Apple then provides several examples of unacceptable custom messages about the benefits of tracking:
Don’t offer incentives for granting the request. You can’t offer people compensation for granting their permission, and you can’t withhold functionality or content or make your app unusable until people allow you to track them.
Don’t display a custom message that mirrors the functionality of the system alert. In particular, don’t create a button title that uses “Allow” or similar terms, because people don’t allow anything in a pre-alert screen.
Don’t show an image of the standard alert and modify it in any way.
Don’t draw a visual cue that draws people’s attention to the system alert’s Allow button.
Apple wants to give developers a chance to explain to users why allowing an app to track them might be beneficial, but it’s a very fine line between being informative and pushing users in one direction or another. If Apple believes an app is out of step with these instructions, it could be removed from the App Store.

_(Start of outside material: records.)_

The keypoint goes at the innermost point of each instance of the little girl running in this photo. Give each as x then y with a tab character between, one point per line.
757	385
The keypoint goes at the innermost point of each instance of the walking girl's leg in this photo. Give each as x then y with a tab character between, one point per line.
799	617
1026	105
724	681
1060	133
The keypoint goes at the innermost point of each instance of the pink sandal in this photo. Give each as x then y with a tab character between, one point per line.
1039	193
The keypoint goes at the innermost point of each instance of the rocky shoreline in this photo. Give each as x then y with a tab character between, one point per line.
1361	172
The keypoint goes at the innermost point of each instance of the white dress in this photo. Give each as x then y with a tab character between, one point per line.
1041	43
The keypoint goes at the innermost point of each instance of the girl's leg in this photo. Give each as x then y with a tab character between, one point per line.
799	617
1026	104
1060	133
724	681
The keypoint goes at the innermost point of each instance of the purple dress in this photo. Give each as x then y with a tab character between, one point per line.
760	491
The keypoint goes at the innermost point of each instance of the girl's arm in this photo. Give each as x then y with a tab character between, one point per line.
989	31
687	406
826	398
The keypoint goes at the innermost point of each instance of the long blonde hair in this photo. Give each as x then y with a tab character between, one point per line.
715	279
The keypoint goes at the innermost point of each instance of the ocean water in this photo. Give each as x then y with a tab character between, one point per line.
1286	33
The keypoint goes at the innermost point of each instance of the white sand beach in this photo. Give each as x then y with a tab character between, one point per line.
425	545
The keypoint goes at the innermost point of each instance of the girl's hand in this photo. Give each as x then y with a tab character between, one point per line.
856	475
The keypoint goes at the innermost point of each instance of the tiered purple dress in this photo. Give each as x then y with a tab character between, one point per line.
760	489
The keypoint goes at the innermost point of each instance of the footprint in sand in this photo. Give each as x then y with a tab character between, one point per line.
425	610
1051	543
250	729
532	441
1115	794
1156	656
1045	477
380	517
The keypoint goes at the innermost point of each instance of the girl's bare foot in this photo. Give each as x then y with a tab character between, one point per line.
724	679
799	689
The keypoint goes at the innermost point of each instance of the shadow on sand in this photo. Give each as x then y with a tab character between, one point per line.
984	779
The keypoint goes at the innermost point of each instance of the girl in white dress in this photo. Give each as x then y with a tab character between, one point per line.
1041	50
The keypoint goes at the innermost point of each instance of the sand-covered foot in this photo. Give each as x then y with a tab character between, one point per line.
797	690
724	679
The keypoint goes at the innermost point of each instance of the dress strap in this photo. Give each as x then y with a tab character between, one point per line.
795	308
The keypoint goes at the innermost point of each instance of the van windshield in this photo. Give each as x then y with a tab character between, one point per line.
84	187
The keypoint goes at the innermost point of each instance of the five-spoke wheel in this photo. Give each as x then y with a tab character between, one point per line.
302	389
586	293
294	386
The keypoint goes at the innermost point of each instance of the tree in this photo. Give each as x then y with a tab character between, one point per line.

On its face, this appears to be yet another step in the right direction to protect customer data by ensuring that users won’t be tricked or persuaded into allowing themselves to be tracked, but it also poses an interesting question. If the user is willing to allow tracking, and it benefits both the developer and the users, shouldn’t that be the user’s choice? Apple has the right to control its platforms how it pleases, but if the users understand the consequences of allowing tracking and are willing to go through with it in order to help out the developer, receive additional benefits, or both, why can’t they make that decision themselves? This rule might need a second look.